PARIS (AP) ― What does it take to shock in the land of the Gallic shrug? Ads that suggest adulterous oral sex, according to complaints about new movie “Les Infideles.’’

Posters for the film ― which show the contented male stars with faceless women in submissive positions ― went up Tuesday but were being taken down Friday following a request from France’s self-regulating advertising body.

In one poster, actor and comedian Jean Dujardin stands between a pair of upside-down bare female legs, clutching them. In another, the back of a woman’s head is waist high to actor Gilles Lellouche, who is on his cell phone. Her hands stretch up to his chest and a quotation over his head reads: “It’s going to cut off. I’m going into a tunnel.’’

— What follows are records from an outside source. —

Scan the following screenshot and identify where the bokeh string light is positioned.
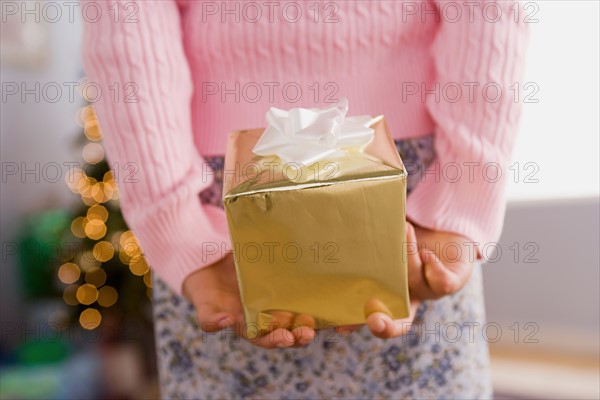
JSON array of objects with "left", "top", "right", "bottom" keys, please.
[{"left": 57, "top": 101, "right": 152, "bottom": 329}]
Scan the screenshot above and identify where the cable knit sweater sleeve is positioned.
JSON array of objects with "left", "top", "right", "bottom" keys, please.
[
  {"left": 82, "top": 1, "right": 230, "bottom": 292},
  {"left": 407, "top": 1, "right": 528, "bottom": 254}
]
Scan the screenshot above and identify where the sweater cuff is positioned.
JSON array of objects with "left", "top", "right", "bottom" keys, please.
[
  {"left": 406, "top": 161, "right": 506, "bottom": 261},
  {"left": 123, "top": 161, "right": 231, "bottom": 295}
]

“We could see that this campaign didn’t respect (the rules) with the sexually explicit positions, the play on words ... the boundaries were crossed,’’ said Stephane Martin, the head of the Authority of Professional Regulation of Advertising.
This undated handout photo provided by MarsFilm.com shows the movie poster for “Les Infideles.” (AP-Yonhap News)
This undated handout photo provided by MarsFilm.com shows the movie poster for “Les Infideles.” (AP-Yonhap News)

Some French newspapers have suggested the ads could even cost Dujardin ― nominated for an Academy Award for his role in the silent hit film “The Artist’’― the Oscar.

They at least appear to have hit a raw nerve in a land with fresh memories of the scandal of last year’s arrest of potential presidential contender Dominique Strauss-Kahn on charges of attempted rape.

JC Decaux, the outdoor advertising company that hung the posters, conceded they weren’t in “good taste’’ and they would all be down by the end of the day.

They have been replaced by a third poster, where the male leads sit and laugh as two sexily clad women walk away.

“We already refused other visuals for this film that seemed unpublishable to us,’’ the company said in a statement ― without elaborating on what those images contained.

To some, the rumblings may indicate a post-Strauss-Kahn shift in French mores. When the former head of the International Monetary Fund was arrested last year in New York ― on charges later dropped ― it set off soul-searching in a country known as a beacon for the sexually liberated and for its acceptance of extramarital affairs.